The term federal city is a title for certain cities in Germany, Switzerland, Russia, and several national capitals.

==Germany==
In Germany, the former West German capital Bonn has been designated with the title of federal city (Bundesstadt), making it unique in Germany. Since 28 April 1994, it is the secondary official residence of the president of Germany, the chancellor of Germany, the Bundesrat (upper house), the primary official residence of six federal ministries, and approximately 20 federal authorities. This is merely a title, since Bonn is not an autonomous city like Berlin, Bremen or Hamburg, but part of a state (North Rhine-Westphalia).

==Russia==
 See also federal cities of Russia.
The Russian constitution states that it has three cities of federal importance (город федерального значения, gorod federalnogo znacheniya): Moscow, St. Petersburg and Sevastopol (disputed with Ukraine since the 2014 Russian annexation of Crimea).

==Switzerland==
Federal city (Bundesstadt; ville fédérale; città federale; citad federala) is the official title of Bern, as it is the seat of the Federal Assembly (parliament) and Federal Council (government).
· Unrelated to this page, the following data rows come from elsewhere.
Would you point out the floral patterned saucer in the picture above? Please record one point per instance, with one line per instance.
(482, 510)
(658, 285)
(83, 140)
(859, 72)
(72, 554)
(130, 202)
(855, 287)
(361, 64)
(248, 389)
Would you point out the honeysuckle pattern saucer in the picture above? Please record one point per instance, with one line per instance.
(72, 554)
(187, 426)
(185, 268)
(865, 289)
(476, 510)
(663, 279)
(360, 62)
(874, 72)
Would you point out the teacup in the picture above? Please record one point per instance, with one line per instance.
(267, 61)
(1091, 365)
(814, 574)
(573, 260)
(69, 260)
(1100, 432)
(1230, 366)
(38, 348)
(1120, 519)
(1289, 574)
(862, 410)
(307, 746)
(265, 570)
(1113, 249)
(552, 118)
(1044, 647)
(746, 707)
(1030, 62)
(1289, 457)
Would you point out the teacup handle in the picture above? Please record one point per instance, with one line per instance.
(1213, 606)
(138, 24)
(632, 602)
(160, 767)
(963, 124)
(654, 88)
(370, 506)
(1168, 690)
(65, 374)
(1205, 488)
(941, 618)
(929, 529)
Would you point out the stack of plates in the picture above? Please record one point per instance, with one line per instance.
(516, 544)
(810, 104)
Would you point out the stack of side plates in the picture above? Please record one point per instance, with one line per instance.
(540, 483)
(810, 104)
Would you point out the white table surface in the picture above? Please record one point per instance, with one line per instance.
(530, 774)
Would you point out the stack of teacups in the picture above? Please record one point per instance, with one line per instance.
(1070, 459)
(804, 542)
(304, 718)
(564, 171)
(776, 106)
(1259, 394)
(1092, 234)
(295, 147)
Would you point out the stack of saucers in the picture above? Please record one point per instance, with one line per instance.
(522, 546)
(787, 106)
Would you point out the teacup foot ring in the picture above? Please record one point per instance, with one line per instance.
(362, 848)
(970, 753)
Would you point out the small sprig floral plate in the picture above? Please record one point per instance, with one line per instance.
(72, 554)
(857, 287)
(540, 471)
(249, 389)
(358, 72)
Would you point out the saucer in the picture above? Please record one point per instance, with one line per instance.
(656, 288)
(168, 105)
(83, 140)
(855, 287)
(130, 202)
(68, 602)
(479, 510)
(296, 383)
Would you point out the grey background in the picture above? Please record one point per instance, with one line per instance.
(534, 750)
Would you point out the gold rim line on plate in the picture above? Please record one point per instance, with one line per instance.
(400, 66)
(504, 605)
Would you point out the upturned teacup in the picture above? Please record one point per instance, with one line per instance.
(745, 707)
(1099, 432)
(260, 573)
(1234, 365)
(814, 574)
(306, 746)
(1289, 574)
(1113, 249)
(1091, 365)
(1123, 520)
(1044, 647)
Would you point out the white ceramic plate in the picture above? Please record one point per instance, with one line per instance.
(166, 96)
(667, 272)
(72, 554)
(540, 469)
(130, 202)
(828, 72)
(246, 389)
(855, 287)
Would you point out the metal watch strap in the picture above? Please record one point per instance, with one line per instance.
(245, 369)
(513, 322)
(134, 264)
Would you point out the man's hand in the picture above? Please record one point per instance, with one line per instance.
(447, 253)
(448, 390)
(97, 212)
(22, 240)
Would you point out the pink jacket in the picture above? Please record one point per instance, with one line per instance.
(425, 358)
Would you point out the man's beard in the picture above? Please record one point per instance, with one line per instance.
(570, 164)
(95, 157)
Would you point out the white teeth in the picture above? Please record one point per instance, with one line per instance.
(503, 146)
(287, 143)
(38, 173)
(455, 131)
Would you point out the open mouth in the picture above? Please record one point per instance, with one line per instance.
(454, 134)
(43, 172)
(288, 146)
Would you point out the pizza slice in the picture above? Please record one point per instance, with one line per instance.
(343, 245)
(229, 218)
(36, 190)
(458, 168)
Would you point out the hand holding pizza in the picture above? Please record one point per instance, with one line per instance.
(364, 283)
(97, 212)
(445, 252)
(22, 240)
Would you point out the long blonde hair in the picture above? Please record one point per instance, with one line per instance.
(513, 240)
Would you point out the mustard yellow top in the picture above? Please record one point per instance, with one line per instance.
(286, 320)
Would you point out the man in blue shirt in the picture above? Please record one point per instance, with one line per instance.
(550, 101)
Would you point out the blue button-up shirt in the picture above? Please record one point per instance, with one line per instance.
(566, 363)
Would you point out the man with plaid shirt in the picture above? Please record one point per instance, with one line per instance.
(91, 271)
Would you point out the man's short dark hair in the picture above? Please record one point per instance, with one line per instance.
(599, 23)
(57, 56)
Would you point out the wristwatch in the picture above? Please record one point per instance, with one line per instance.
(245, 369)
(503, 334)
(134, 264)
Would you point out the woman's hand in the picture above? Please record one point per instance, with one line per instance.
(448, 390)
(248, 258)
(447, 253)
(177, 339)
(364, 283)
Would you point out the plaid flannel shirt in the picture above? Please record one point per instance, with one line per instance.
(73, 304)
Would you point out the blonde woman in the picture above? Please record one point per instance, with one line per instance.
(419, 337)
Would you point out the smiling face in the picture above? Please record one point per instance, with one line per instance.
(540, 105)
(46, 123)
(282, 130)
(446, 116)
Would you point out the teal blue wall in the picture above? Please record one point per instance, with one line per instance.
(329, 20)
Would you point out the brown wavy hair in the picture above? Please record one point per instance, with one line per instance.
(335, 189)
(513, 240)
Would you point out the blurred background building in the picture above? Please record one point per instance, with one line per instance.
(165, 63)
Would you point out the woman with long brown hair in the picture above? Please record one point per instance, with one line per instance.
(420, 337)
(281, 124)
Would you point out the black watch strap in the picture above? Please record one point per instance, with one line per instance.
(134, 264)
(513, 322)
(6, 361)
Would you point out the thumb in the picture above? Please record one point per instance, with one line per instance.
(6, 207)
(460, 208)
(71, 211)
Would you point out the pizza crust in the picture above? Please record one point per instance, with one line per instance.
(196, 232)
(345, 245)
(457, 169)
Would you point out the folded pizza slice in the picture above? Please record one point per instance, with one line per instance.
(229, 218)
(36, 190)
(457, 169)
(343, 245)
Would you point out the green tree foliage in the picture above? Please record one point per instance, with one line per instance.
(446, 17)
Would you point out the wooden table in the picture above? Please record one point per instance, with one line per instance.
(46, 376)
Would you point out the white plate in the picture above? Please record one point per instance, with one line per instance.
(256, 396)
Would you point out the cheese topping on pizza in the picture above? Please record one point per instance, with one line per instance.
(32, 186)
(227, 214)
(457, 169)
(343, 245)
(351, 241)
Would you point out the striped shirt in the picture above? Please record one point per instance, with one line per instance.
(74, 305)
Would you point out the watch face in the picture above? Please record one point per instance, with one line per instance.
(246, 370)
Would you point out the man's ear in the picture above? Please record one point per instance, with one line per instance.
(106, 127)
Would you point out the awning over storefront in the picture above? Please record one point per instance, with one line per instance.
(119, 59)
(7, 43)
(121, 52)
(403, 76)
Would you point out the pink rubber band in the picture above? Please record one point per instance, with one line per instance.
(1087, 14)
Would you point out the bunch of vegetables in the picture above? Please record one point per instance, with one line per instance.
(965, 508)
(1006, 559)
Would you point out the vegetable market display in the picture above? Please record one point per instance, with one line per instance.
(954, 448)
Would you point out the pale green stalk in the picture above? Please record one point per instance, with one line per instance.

Switzerland deliberately has no official capital city, and the federal courts of Switzerland are dispersed in various cities for the same reason.

==Others==

Some national capitals, like Astana, Bogotá, Brasília, Buenos Aires, Canberra, Caracas, Islamabad, Jakarta, Jerusalem, Mexico City, Seoul, Washington, D.C., and Yerevan, among others, have a federal status, not belonging to any state or province (or being a state or province of their own, as is the case of Berlin, Delhi, Moscow, Oslo, Prague, Sofia, and other cities). Sometimes this is called a federal district. Washington D.C. was referred to as "Federal City" in its planning stages.

Several unitary states have direct-controlled municipalities, cities equivalent in status to provinces, which often include the national capital. Examples include the four direct-administered municipalities of China, which include the capital city, Beijing.